Wednesday, August 26, 2009

One is the lonliest number....

I've been giving it some thought, and I've almost decided (I'm 73.249% sure) that I want to run not one, but two, half-marathons this fall/winter. They're 6 weeks apart so I feel confident that I would have plenty of time to recover between the two of them. And it would be awesome to have another goal hanging on my calendar after Denver. And the second one is especially meaningful because it's in Memphis, which means my family could come out to support me.

I just don't know. Last year in the hours following my half in Denver I felt like crap. But I felt pretty good the next day. I even went for a run a couple days after last year's race. Surely, with 6 weeks between the two, I could get a good rest and still have time to increase my mileage to the point that the race in Memphis would find me running strong all the way to the finish.

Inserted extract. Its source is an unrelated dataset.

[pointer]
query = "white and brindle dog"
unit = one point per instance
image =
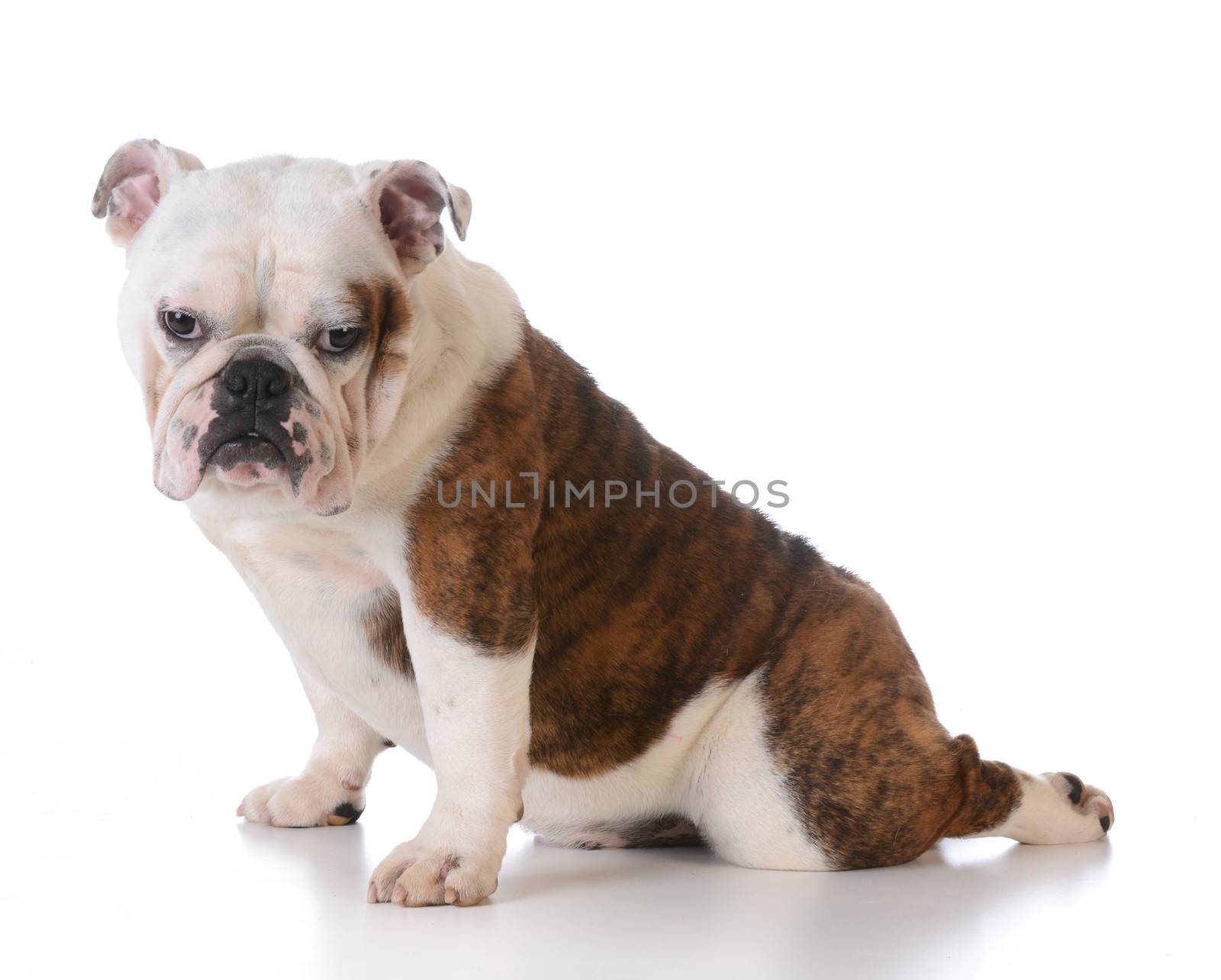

An extra bonus to consider: Memphis is at a whopping 200ft of elevation. Just sayin'.

I'm particularly driven by running events. When I have an event planned, I know I have to keep training and keep working hard because there will be lots of people on-hand to see me fail if I don't put in the miles. So, having something planned post-Denver is one way to ensure that I'll keep up with my running even as winter approaches. This is something I've struggled with in years past. I have to admit to being a seasonal runner. But I don't want to be anymore... I really want to be one of those really hard core people you see out running down snow-covered sidewalks/trails in 8 degree weather with mittens and yak-traks. Then I'd feel really tough!

Why am I struggling with this decision so much? Am I hesitant for a good reason, or am I just allowing my natural ability to doubt myself cloud what is otherwise a good plan?

1 comment:

Tara said...

Go for it! You should be able to recover in 6 weeks (disclosure...I'm no coach though)

That is exactly why I chose San Antonio for my 1st marathon. SEA LEVEL baby!